Пожалуй, мы не нравимся друг другу взаимно. И еще, кажется, я ее боюсь. Глядя на меня, она улыбается не глазами, а уголками губ, будто я чем-то ее забавляю, это не добрая улыбка, а в ее глазах нет ни тепла, ни покоя, как у андерсеновской Снежной королевы. Она говорит, что я скверно рисую, скверно считаю и скверно пою. Это неправда, у всех в нашей семье отличный музыкальный слух, и у мамы, и у обеих бабушек, насчет Деда неизвестно, но у папы точно есть. Я заплакала, когда она сказала, что мое пение никуда не годится. Ведь я просто стесняюсь петь громко и красиво и стесняюсь сказать, что стесняюсь петь громко и красиво, поэтому и заплакала. Весь класс засмеялся. Тогда-то она и сказала во второй раз: не может быть, чтобы ты была настолько глупая.
Да, это верно. Она мне не нравится, я не нравлюсь ей, поэтому у меня ничего не получается. Всего этого Деду не объяснишь. И я снова спрашиваю о немцах.
Дед тяжело поднимается, проходит в зал – высокий порожек при входе, бережно достает из серванта огромный конверт, а из огромного конверта рисунок с изображением мужчины в меховой шапке со звездой. У мужчины с Дедом одинаковые глаза.
– Это ты?
– Это мой отец.
– Он погиб?
– Нет, он вернулся. Но прожил всего два года.
– А я погибла на войне. И тоже была мужчиной. Только молодым.
Дед странно смотрит на меня, но ничего не говорит. Судя по всему, его смутил собственный порыв, и он жалеет, что показал мне рисунок. Возможно, он считает, что я еще неразумная пигалица. Не могу же я всерьез болтать такие глупости.
На третий день после ночи святого Яна в Валсарбе появились новые люди. Стояла немилосердная жара, воздух дрожал от зноя, а они проникали в залитую солнцем тарелку города, будто горошины черного перца в заливное. Этой приправы становилось решительно слишком много, они сыпались и сыпались со всех сторон, одна горошина пешком, две на мотоцикле, четыре в армейском грузовике.

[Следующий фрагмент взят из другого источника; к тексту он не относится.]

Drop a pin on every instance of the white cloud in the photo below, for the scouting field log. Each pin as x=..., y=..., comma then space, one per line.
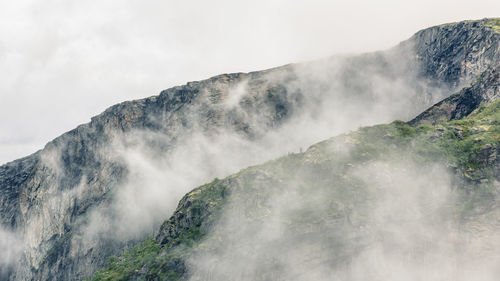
x=62, y=62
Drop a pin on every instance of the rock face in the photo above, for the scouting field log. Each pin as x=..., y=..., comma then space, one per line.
x=379, y=203
x=50, y=198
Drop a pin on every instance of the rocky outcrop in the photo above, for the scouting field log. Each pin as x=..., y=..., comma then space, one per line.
x=416, y=194
x=48, y=198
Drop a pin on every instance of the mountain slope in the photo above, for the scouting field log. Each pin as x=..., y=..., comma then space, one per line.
x=66, y=202
x=428, y=196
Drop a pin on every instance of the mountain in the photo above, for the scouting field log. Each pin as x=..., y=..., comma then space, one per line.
x=385, y=202
x=101, y=188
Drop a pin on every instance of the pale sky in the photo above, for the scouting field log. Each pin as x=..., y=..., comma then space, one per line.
x=64, y=61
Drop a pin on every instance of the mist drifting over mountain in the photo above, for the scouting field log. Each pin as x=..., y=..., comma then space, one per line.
x=297, y=179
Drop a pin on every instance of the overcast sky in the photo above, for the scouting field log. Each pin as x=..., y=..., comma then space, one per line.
x=63, y=61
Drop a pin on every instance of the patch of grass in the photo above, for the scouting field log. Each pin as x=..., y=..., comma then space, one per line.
x=494, y=24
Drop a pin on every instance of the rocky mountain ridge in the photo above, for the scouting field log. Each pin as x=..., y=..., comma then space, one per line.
x=48, y=198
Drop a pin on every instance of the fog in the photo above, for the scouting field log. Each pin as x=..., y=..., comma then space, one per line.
x=62, y=62
x=162, y=167
x=402, y=224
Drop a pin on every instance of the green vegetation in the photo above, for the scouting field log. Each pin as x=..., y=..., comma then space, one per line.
x=165, y=259
x=324, y=169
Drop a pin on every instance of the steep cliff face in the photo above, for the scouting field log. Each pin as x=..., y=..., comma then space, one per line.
x=385, y=203
x=54, y=198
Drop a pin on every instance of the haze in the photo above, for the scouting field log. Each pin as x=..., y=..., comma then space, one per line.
x=62, y=62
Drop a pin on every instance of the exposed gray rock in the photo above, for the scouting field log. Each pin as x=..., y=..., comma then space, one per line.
x=47, y=197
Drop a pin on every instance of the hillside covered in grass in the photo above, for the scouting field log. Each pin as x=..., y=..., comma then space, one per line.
x=409, y=195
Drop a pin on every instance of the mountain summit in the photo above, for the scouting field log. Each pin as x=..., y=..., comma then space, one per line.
x=100, y=189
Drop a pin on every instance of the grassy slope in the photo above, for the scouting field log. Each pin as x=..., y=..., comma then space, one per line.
x=460, y=144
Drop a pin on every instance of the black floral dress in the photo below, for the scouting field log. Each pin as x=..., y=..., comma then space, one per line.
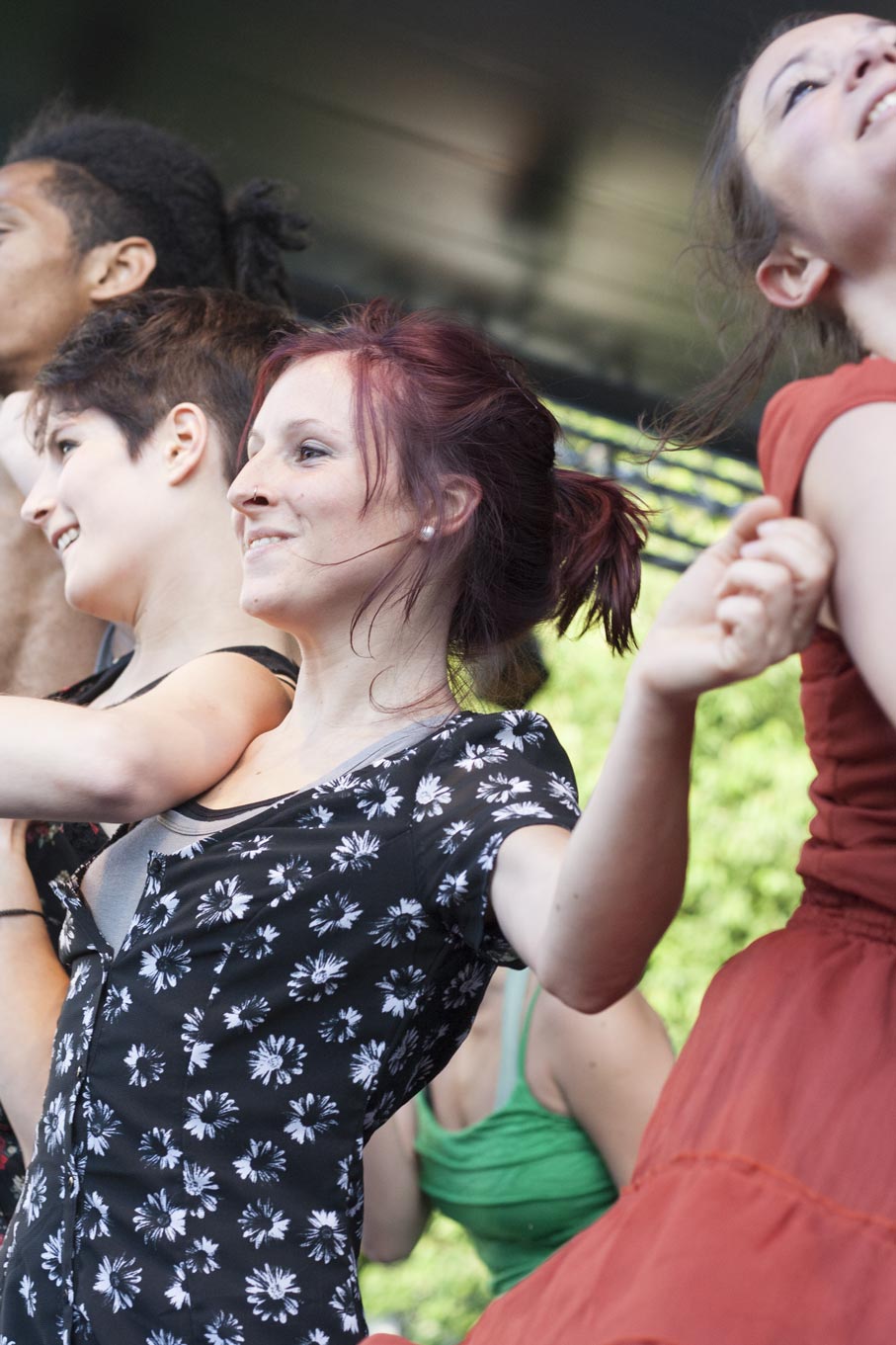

При ближайшем рассмотрении оказалось, что люди-горошины различимы в пространстве только благодаря одежде. Их глаза не имели цвета, а тела были прозрачны и пусты. Самые незаметные носили красные повязки на рукавах. Все они были светлоголовы, а их язык походил на ворчливое рычание собак, опасающихся, что у них отберут пищу.
В последующие дни новые люди прибывали, точно полчища тараканов, безостановочно. Они лезли из всех щелей, наводняя извилистые улочки города, проникали в дома, разоряли хозяйства, забирали первый, скудный урожай и несли с собой смерть.
Бесцветные люди украшали себя цепями на шее и серебряными нашивками на предплечье, оранжевыми шевронами и эмблемами орла, но все были на одно лицо, так что даже те местные, у кого они остановились на постой, те, кто решил, что лучше жить с тараканами, чем не жить вовсе, не распознавали их и не пытались различать. Достаточно того, что они всюду оставляли свои следы, что лающие голоса, доносящиеся из их нутра, иногда, будто сквозь вату, а иной раз, словно рокот колокольного набата, заставляли тела вздрагивать, а ладони потеть.
Яркие, темноволосые коренные жители вызывали у пришлых приступы непостижимой агрессии и ненависти. Когда на улицах Валсарба появились первые трупы, с трудом верилось, что все это происходит на самом деле. Веселые темноволосые быстро научились загонять страдание внутрь, сметливо сообразив, что анализировать происходящее бесполезно, а думать о нем – бессмысленно, поскольку всякая мысль разбивалась при попытке к ней приблизиться. Люди с зимними волосами забирали еду и одежду, кров и жизни их близких. От многообразия прошлой жизни у темноволосых остались только желтые лилии. Им было велено цвести, и они цвели на рукавах, на спинах или груди и на фасадах их временных жилищ.
Еще у темноволосых оставалась надежда. Сухая, как печная зола, бесплодная, как придорожная колея. Вот ее-то у них отнять никто не мог, даже при всем желании.
Когда я впервые увидела Тебя, то поначалу испугалась, а потом обрадовалась.